Bolero y Sirius, sangre joven para la Unidad Montada de la Policía Local de Palma. Bolero, de 6 años, y Sirius, de 4, llegan procedentes de la ganadería mallorquina Sa Sínia y ya visten el uniforme, por así decirlo, del servicio policial. Ambos son ejemplares de pura raza española, una estirpe conocida por su temple y su porte, cualidades que se antojan imprescindibles para patrullar entre turistas, tráfico y ruido sin perder la compostura.
Su incorporación no ha sido improvisada. Los dos caballos han completado un proceso de doma y formación ecuestre dirigido por un agente especializado de la propia unidad, un entrenamiento que no solo enseña a caminar al paso, sino a convivir con la ciudad sin sobresaltos.
DE LA CUADRA AL PARC DE LA MAR
Antes de patrullar oficialmente, Bolero y Sirius tuvieron que aprobar el examen más exigente para cualquier animal de servicio: plantarle cara a la ciudad.

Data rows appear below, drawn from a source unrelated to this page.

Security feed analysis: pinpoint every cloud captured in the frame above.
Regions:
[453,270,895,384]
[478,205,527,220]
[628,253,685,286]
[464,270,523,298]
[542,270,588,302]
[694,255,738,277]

El ejercicio de adaptación al entorno urbano les llevó por puntos tan concurridos como el Parc de la Mar y la plaza de Cort, escenarios elegidos precisamente por su tránsito constante de personas, vehículos y sonidos que ponen a prueba los nervios de cualquier cuadrúpedo.

La jornada, desarrollada de forma progresiva para no forzar a los animales, contó también con la presencia de caballos veteranos y agentes en período de formación, una suerte de tutoría a cuatro patas en la que los ejemplares con más tablas transmiten calma a los recién llegados.
UN SÍMBOLO CON 150 AÑOS DE HISTORIA
Con estas dos incorporaciones, la Unidad Montada de la Policía Local de Palma pasa a contar con un total de nueve caballos, reforzando así su capacidad operativa en un momento especialmente simbólico: la unidad celebró en diciembre de 2025 su 150º aniversario, consolidándose como la más antigua de la Policía Local de Palma.
A lo largo de su dilatada trayectoria, este cuerpo ha desempeñado un papel clave en la vigilancia de espacios públicos, la prevención de incidencias y el fomento de la convivencia ciudadana, con una presencia policial cercana especialmente visible en parques, zonas verdes y grandes eventos con afluencia masiva de público.
LABOR EDUCATIVA EN EL BOSQUE DE BELLVER
El papel de la Unidad Montada no se limita a la seguridad ciudadana. El cuerpo participa habitualmente en actos oficiales e institucionales y desarrolla una destacada labor divulgativa y educativa dirigida a los centros escolares de la ciudad.
Estas actividades incluyen visitas a las instalaciones de la unidad, situadas en el bosque de Bellver, donde los más pequeños pueden conocer de primera mano tanto el trabajo diario de los agentes como los cuidados que reciben los caballos. Un rincón verde de Palma donde la disciplina policial y el cariño animal conviven bajo un mismo techo, y donde Bolero y Sirius tendrán ahora su propio capítulo que escribir.